Most of the buildings along the street are listed. Among the most notable on the north-west side are Nos. 54, 56 and 58, 14th-century timber-framed buildings; the 12th-century Norman House, in a courtyard off the road; Nos. 44 and 46, Nos. 48 and 50, and No. 52, each with 15th-century origins; Ye Olde Starre Inne in a courtyard at No. 40, the oldest continuously operating pub in the city, with a sign which has spanned the road since 1733; Nos. 12 to 14, in part dating from the 14th century; and the early 17th-century Nos. 4 and 4A and No. 8.

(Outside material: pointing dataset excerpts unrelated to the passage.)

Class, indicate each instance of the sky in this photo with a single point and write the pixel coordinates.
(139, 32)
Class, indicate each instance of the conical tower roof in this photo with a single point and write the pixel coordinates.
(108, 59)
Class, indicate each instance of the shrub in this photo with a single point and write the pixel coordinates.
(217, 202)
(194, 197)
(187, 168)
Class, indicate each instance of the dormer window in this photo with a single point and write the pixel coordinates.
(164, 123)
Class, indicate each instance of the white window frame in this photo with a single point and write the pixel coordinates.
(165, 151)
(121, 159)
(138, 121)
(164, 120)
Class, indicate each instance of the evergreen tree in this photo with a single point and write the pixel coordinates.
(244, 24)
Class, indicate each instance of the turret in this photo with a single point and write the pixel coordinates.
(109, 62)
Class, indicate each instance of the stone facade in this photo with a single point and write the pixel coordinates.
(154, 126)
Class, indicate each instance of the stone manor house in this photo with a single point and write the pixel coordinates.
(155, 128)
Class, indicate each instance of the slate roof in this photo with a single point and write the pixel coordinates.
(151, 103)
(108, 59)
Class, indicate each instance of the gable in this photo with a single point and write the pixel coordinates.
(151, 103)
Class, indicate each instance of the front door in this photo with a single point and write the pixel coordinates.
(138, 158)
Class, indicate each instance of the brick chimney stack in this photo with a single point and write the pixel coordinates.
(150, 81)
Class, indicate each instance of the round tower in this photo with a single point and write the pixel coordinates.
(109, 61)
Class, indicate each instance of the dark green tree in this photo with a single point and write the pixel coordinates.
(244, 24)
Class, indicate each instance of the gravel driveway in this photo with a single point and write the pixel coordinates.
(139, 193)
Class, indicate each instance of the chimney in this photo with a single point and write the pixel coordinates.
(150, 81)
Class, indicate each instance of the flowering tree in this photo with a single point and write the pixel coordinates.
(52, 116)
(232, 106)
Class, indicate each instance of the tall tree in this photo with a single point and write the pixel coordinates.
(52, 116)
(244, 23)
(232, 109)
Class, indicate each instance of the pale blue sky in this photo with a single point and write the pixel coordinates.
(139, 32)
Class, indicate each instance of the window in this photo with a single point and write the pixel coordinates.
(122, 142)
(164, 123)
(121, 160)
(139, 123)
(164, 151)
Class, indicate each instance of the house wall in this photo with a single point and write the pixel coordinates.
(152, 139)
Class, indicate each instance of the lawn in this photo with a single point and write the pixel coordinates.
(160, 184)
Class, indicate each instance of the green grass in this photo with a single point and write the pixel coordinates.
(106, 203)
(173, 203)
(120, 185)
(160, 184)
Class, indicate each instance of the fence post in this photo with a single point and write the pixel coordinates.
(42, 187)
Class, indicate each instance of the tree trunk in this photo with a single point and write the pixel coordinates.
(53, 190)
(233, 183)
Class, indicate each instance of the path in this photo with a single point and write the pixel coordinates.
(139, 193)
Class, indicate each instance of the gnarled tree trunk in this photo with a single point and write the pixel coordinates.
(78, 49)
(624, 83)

On the south-east side lie The Punch Bowl at No. 7, a pub which opened as a coffee house in 1675 and was rebuilt in 1931; the 18th-century Nos. 9, 9A and 11; 15th-century No. 13; mid-18th-century No. 15; the 15th-century Mulberry Hall at Nos. 17 and 19; the 15th‑century Nos. 21 and 25, No. 35 and No. 43; the 18th-century Nos. 45 and 47; early 17th-century No. 49; and 19th-century No. 51. There are also the headquarters of the York Medical Society, accessed by an alleyway; 17th-century buildings at No. 31 and No. 33; and No. 37 with an early 19th-century shopfront.